San Francisco Chronicle - (Sunday)

My search for love poems turns up bias

- By Kirsten MengerAnde­rson JOHN DIAZ will return.

Imagine two people, earnest in their desire to express love for one another this Valentine’s Day. “Love poems,” one types into the browser address bar. The other types into the search field above Google’s ‘I’m feeling lucky’ button. One sits in an apartment, the other at a streetcorn­er bus stop.

Who are these people? Men? Women? Old? Young? They scroll through the search results — the ones that jump out because they are at the top and illustrate­d with bright rectangula­r images, what in user interface parlance is called a “carousel.” These are the privileged results, the ones that come first: Robert Burns, Edgar Allan Poe, Christophe­r Marlowe, Robert Browning, Percy Bysshe Shelley, William Shakespear­e — six sonnets to choose from! — John Donne, John Keats, Andrew Marvell, Edward Lear, Alexander Pushkin, Thomas Hardy, John Donne (again!), Dante Alighieri, T. S. Eliot, Poe (again!), Keats (again!), Geoffrey Chaucer, Ovid and then Ovid again!, Walt Whitman, William Blake, Hart Crane.

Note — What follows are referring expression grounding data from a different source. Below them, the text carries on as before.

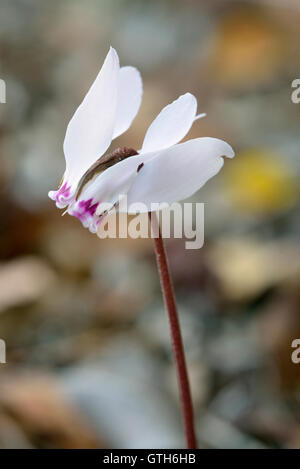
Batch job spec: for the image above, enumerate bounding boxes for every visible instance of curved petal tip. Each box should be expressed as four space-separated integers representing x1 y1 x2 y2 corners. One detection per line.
223 143 235 159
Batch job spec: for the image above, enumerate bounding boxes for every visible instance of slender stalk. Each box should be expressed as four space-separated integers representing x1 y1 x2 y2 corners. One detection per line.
149 213 197 449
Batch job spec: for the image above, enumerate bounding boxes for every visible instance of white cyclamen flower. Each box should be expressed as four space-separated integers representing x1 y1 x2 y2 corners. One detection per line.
49 47 234 233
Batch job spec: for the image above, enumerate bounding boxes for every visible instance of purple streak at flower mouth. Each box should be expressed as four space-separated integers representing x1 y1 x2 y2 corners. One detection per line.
48 181 74 209
69 198 101 233
73 198 99 221
56 182 71 202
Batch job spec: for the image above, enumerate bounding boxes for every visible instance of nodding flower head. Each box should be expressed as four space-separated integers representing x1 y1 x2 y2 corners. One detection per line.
49 47 234 233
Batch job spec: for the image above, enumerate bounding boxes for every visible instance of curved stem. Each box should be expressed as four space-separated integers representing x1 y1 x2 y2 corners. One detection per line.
149 213 197 449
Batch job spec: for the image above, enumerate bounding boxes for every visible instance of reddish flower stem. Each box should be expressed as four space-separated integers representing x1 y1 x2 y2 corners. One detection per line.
149 213 197 449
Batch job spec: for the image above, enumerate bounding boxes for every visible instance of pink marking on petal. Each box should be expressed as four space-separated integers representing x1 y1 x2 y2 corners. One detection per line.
49 181 74 208
71 198 99 226
78 198 99 217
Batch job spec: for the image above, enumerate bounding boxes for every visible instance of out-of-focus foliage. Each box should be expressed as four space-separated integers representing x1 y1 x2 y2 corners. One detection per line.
0 0 300 449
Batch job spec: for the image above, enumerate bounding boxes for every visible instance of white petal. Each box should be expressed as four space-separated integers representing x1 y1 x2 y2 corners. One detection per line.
49 48 120 208
194 113 206 121
112 66 143 139
126 138 235 212
63 47 120 186
141 93 197 153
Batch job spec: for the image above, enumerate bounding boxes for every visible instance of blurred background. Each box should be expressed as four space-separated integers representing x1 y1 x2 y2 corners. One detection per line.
0 0 300 449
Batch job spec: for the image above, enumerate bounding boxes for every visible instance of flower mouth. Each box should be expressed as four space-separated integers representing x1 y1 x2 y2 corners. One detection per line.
69 198 101 233
48 181 74 209
49 146 140 230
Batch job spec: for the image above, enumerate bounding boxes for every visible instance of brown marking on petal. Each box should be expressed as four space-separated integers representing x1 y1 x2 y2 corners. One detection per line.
97 198 120 219
137 162 144 173
75 147 138 200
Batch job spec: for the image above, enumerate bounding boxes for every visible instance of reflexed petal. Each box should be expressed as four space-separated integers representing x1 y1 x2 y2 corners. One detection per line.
141 93 197 153
112 66 143 139
49 47 120 208
64 47 119 178
126 137 235 212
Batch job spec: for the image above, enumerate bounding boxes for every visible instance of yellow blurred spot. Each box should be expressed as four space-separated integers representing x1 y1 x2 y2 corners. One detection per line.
225 149 297 214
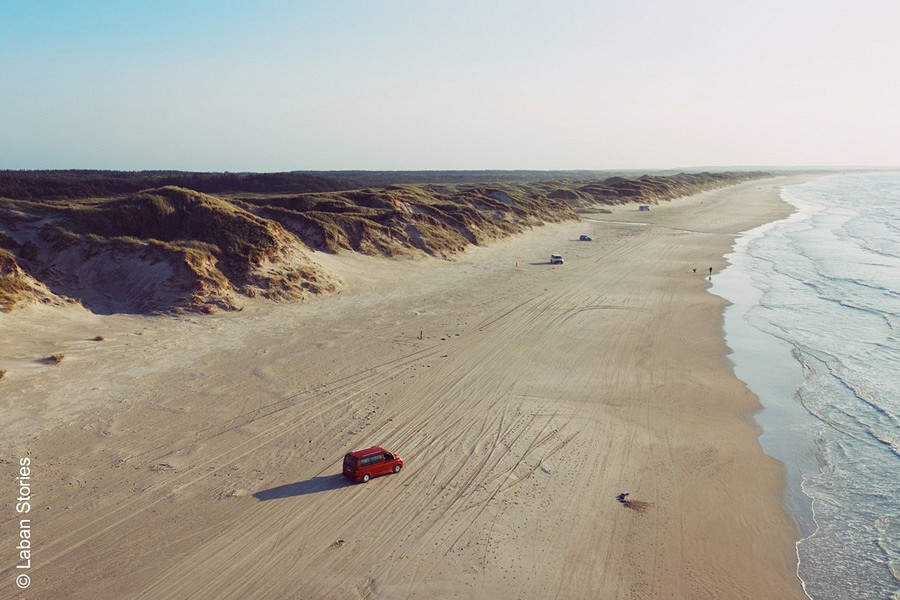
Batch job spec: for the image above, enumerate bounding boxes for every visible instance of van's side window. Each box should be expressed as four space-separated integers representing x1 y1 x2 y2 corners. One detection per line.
360 456 371 467
369 454 383 464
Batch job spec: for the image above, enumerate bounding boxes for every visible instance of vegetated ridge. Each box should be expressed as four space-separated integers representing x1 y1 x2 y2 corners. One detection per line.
0 171 768 314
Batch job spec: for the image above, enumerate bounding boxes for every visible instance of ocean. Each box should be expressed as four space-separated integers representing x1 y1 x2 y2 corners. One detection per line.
711 172 900 600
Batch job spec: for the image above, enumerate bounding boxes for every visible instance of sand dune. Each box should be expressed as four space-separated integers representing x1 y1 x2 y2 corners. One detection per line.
0 177 810 599
0 173 767 314
0 186 340 313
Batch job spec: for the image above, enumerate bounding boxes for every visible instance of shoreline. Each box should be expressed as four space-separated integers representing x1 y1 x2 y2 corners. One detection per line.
713 173 900 600
708 177 823 600
1 177 816 599
591 175 813 599
710 185 821 533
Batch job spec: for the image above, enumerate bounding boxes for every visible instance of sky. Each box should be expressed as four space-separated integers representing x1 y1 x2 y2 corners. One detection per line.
2 0 899 171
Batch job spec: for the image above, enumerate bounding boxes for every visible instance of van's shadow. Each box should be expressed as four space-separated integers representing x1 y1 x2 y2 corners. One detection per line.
253 474 352 500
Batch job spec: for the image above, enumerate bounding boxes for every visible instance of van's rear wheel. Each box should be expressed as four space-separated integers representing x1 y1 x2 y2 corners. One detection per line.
362 473 370 483
393 464 402 474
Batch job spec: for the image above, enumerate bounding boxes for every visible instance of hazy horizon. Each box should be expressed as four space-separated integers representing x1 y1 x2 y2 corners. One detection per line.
3 1 899 171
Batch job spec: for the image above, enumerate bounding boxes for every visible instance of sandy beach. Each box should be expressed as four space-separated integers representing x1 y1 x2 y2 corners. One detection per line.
1 177 812 599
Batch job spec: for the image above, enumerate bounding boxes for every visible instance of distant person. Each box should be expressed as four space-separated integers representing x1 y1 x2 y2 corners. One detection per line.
709 266 713 277
693 268 697 274
617 492 629 503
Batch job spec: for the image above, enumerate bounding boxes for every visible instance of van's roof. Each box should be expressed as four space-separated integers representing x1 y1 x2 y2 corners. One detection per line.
346 446 385 459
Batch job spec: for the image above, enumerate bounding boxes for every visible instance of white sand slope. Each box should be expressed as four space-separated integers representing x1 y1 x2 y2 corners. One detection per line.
0 177 812 599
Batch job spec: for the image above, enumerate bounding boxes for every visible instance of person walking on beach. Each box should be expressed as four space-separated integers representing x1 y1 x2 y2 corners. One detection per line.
708 266 713 279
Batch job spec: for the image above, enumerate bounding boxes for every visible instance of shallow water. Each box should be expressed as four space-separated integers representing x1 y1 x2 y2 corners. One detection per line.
712 173 900 600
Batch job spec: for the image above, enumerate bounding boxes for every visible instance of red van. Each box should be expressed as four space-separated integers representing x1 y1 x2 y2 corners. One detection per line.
342 446 403 483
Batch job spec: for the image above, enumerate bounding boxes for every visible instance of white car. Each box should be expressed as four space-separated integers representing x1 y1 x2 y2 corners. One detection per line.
550 254 564 264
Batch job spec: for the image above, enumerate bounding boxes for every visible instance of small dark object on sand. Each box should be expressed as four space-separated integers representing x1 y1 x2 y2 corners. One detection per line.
616 492 653 513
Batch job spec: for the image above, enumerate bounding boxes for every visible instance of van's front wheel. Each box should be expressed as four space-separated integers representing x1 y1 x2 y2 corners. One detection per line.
393 464 402 474
362 473 370 483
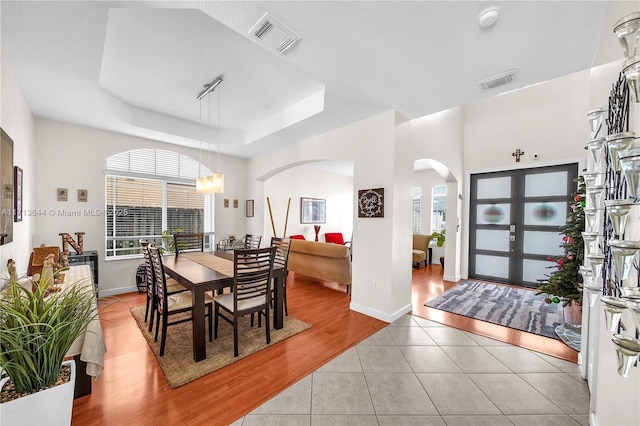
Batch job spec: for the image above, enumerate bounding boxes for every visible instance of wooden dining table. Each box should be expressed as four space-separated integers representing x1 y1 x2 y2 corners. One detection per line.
161 251 285 362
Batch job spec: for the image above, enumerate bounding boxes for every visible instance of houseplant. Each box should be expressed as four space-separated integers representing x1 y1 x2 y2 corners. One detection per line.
431 229 445 266
537 175 585 308
0 269 98 425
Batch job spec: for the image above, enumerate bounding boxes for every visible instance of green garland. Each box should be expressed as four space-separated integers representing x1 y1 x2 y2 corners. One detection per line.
537 175 585 306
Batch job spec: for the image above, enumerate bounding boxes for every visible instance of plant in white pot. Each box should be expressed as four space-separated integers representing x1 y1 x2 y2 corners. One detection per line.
0 270 97 425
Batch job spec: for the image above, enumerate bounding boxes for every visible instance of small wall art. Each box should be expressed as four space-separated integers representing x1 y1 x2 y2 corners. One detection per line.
1 129 13 244
246 200 254 217
224 199 229 208
233 199 238 208
358 188 384 218
78 189 88 202
57 188 68 202
300 197 326 224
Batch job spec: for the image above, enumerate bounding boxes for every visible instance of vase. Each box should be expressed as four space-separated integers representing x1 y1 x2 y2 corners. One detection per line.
314 225 320 242
0 360 76 426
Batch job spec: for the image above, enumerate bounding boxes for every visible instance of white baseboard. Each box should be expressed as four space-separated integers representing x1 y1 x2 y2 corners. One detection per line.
443 274 461 282
99 285 139 297
349 302 412 323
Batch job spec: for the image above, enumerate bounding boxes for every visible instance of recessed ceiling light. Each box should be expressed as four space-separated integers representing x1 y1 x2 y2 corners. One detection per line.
478 6 500 28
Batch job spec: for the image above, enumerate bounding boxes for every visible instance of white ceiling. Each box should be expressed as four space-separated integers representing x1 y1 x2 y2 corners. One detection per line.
0 1 635 165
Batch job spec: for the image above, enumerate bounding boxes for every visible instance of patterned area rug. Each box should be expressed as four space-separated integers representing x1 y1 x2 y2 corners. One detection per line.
130 305 311 388
425 280 564 340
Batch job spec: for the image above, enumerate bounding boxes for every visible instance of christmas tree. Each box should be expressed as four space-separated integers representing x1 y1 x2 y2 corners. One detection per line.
537 175 585 306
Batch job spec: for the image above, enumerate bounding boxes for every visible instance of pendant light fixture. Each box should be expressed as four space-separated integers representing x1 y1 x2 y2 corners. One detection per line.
195 77 224 194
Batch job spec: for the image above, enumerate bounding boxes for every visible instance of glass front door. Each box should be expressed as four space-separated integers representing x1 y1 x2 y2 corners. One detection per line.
469 163 578 287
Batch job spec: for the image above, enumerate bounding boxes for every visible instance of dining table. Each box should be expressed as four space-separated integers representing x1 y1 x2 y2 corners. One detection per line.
160 250 285 362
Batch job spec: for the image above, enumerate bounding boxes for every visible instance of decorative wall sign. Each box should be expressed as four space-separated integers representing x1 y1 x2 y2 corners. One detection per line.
224 199 229 208
78 189 88 202
300 197 326 224
14 166 22 222
246 199 254 217
358 188 384 218
233 199 238 208
57 188 68 202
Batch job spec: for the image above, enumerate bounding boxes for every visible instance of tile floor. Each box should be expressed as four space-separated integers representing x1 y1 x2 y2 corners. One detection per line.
231 315 590 426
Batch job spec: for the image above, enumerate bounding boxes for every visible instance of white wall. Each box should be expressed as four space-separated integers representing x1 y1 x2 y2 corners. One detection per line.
263 165 353 242
0 49 35 280
33 119 248 296
250 111 417 322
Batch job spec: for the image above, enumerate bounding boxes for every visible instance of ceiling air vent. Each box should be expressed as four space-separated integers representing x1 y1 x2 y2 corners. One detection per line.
249 13 300 54
478 69 517 91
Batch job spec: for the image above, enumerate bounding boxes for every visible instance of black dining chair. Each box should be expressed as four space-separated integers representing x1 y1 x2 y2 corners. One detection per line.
173 232 204 254
243 234 262 249
213 246 276 357
140 240 187 332
148 247 214 356
271 237 292 316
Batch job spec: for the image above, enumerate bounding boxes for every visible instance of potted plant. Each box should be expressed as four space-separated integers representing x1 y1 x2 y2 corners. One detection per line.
0 270 98 425
431 229 445 267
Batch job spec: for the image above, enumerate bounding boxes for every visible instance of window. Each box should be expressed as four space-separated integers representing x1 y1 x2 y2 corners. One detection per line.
412 187 421 233
432 185 446 233
105 149 214 259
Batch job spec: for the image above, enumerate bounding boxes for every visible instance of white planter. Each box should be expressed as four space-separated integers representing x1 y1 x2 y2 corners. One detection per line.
0 360 76 426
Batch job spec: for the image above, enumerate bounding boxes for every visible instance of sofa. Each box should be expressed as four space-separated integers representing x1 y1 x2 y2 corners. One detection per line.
287 239 352 295
412 233 432 268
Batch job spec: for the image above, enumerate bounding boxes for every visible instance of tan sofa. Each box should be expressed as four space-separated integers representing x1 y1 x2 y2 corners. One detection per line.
412 234 432 268
287 239 352 295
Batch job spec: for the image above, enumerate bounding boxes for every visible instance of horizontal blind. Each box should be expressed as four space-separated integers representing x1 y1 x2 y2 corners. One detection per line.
106 149 211 181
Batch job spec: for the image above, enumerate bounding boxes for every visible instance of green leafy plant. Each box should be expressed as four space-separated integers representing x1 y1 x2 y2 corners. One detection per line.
537 176 585 306
161 227 183 254
0 270 97 395
432 229 445 247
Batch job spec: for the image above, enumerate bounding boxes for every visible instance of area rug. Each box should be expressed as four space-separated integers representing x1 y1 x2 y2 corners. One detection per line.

With the exception of Sylvia Plath’s “Mad Girl’s Love Song” and Marie Stope’s “Oriri,” all of the poems are by men. And not one of the poets is alive today.

I can imagine what my characters see, because the results I describe are the ones returned to me as I write this.

I’ve been searching for love poems for months. Each time I hit the search button, I hope the results in the carousel will surprise me. They do not. A few titles change. Sometimes, Emily Dickinson’s “Wild Nights — Wild Nights!” jumps out with its bright pink cover image. I’ve seen Matthew Arnold, Thomas Wyatt, Ben Jonson, Elizabeth Bishop. But the gender imbalance in the love poet crew at the top of the results page remains more or less the same.

I could rant about this and nothing would change. I know because I’ve tried. I could make my own love poem carousels, and I did (containing selections from 1,000 love poems by wonderful poets such as Ada Limón, Xandria Phillips, Rebecca Morgan Frank, Nikki Giovanni). Every now and then someone stumbles across them. According to Google’s keyword planner, people search for “love poems” on Google between 100,000 and 1 million times each month. The results at the top of the page have tremendous visibility. Why those poems? Why did Google choose this particular set at the top? The poems tagged as love poems on the Academy of American Poets website have closer to 45% female authors. I know because I looked at each author bio and tallied by pronoun (he, she and they).

Many of the poets are also ... alive! A close look at the website of the Poetry Foundation — an organizati­on committed to the “vigorous presence for poetry in our culture” — reveals that the gender imbalance is nowhere near as alarming as in the featured Google results.

Clicking a poem in Google’s carousel takes one to a results page specific to the poem. I clicked every poem in the carousel. This is how I learned that nearly every poem in the carousel also has a Wikipedia page.

I have spent many hours looking at Wikipedia pages, but until last week, I hadn’t paid much attention to pages devoted to individual poems. When I looked, I saw a gender balance that could easily have inspired the one in Google’s privileged carousel results. This list of poems, for example, is relentless­ly male dominated. The poems categorize­d by author also show an imbalance. And, like Google’s love poem carousel, Wikipedia’s “Love poem” category contains a remarkable number of the sonnets of William Shakespear­e.

Women have been left out of history for generation­s. When I scroll through Google’s love poem carousel or Wikipedia’s poem categories, I feel not just as if I’m visiting the past, but that technology is imprisonin­g us there. By what mechanism were the poems in Google’s carousel chosen and prioritize­d? As Edna St. Vincent Millay once wrote: I do not approve.

And I am not resigned.

Before I logged out of Wikipedia, I started three new pages: one for June Jordan’s “Poem for My Love,” one for Kay Ryan’s “Tenderness and Rot,” one for Margaret Atwood’s “Variations on the Word Love.” I hope that the search engine will one day feature such voices, and fear that the fledgling pages will not be deemed “notable” and will not survive.

I made these pages just last week. So far, they remain.

I battle a windmill. But this, too, is love.

Kirsten MengerAnde­rson is a San Francisco writer whose essays have appeared in publicatio­ns including Undark, Towards Data Science, and LitHub. She is also the author of the fiction collection Doctor Olaf van Schuler’s Brain (Algonquin, 2008).